This project studies the urban-to-rural gradient from Boston’s urban core 100km west to the Harvard Forest LTER, a Core Wildland Site of NEON. We use the concept of “Urban Metabolism” as a framework to quantify the current state and future sustainability of regional urban and natural systems. “Urban metabolism” refers to stocks, fluxes and transformations of mass and energy within an urbanized subregion and across its boundaries. We are measuring and modeling the interactions of humans, plants, animals, physical processes, urban infrastructure and marine and terrestrial ecosystems, focusing initially on one important component: carbon flows associated with biological and anthropogenic activity. Carbon is a principal currency connecting human and natural systems. By developing an integrated framework for measuring and modeling flows of carbon to and from the matrix of ecological and human systems, we are working to advance the science beyond inventory approaches, developing analytical tools that integrate otherwise disparate components of natural and social science, and defining natural and anthropogenic threats to sustainability. Our team builds on and extends an established University-US Forest Service collaboration. Our project has three major components:
- We combine spatiotemporally explicit socioeconomic and biophysical data with carbon exchange models to create a Coupled Human-Natural (CHN) framework, implemented as a set of closely linked models for carbon flows in the built, vegetated and marine environments, the ecological systems of the region, and the atmosphere. The research question for this component is: how do humans, their infrastructure and activity, and natural processes interact to produce geospatially and temporally resolved exchanges of CO2?
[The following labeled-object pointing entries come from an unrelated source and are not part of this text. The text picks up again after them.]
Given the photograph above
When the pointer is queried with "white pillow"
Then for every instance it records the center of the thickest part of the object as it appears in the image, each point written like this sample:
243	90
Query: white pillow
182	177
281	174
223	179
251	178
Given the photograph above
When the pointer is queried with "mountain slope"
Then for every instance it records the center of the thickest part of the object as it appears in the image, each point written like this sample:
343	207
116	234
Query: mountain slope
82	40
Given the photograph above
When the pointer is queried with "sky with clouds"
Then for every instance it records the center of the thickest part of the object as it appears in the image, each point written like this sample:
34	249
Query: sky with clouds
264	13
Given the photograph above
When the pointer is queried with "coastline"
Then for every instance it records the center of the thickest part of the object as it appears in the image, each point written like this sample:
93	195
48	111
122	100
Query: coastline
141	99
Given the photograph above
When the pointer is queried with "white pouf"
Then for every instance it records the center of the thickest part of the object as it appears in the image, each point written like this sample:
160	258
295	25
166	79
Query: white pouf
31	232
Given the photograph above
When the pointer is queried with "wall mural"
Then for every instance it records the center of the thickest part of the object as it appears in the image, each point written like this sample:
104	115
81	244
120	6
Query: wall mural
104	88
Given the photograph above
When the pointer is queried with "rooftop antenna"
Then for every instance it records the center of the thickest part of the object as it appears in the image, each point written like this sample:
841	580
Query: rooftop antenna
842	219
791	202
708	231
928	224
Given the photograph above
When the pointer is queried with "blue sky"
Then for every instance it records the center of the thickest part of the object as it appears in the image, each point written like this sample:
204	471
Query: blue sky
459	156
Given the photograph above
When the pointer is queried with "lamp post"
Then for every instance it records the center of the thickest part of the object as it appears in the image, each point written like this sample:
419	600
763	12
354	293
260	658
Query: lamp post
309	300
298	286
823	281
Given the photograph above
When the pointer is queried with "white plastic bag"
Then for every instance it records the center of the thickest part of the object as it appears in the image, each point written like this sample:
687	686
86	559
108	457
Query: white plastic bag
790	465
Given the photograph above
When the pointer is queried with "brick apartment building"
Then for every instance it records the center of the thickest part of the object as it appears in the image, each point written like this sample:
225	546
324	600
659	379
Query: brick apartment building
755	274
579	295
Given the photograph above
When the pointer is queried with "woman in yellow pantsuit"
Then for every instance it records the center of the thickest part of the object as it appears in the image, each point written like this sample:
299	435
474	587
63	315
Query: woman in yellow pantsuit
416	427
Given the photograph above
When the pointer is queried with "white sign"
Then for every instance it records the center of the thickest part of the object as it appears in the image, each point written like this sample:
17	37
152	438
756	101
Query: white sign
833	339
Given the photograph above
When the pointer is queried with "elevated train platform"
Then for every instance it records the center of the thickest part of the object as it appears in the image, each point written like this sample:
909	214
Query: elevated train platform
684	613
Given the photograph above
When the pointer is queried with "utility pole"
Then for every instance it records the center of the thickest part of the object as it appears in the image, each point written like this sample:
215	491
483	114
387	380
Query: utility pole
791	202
- We are interactively testing and refining the CHN framework using measurements of the biophysical environment (remote sensing, plant physiology, CO2 concentrations) coupled with data on the built environment (energy use, building data, transportation), economic activity, and demographics. The models will be validated using continuous atmospheric observations and atmospheric transport modeling combined with our knowledge of temporal and spatial variations of key drivers (such as income, housing, commuting patterns, and population (1/3rd of Boston’s population are students, who move annually)). The CHN will enable us to quantify physical, climatic, ecological, and socioeconomic drivers of carbon exchange and anthropogenic energy use at high temporal and spatial resolution.
- We are working to apply the CHN framework as a tool for societal decision-making. Our work will identify and quantitatively link the economic, ecological, technical and behavioral factors that control urban metabolism, allowing us to forecast, test and refine hypotheses about policy options for Greater Boston.
This exploratory study will define relevant geospatial boundaries and create a conceptual framework and measurement strategy for long-term monitoring, experiments, modeling, information management, and education/outreach in a full ULTRA project.
Quantifying climatic, ecological, and socioeconomic drivers of carbon exchange and energy use will allow us to forecast carbon flows and evaluate policies aimed at altering flows consistent with social goals. For example, this research will help evaluate options for achieving Boston’s emissions reduction targets. More broadly, it provides tools for larger-scale efforts like the Massachusetts Global Warming Solutions Act, the Regional Greenhouse Gas Initiative, and the American Clean Energy and Security Act. Because the framework includes natural and social science determinants at fine spatiotemporal resolution, we can evaluate options that cannot be assessed within a single discipline and infer unintended consequences for the human population. For example, this CHN framework can be used to evaluate how urban forestry, changes in rooftop albedo, and changes in transportation infrastructure can offset carbon emissions, or to examine how transportation options affect both carbon emissions and the economic opportunities available for urban dwellers. A full ULTRA will more thoroughly characterize the socioeconomic levers by which such policy can be enacted, and the socioeconomic effects. Through focused collaboration, we will engage the City of Boston, the Boston Metropolitan Planning Organization (164 municipalities), and community stakeholders across regional municipalities.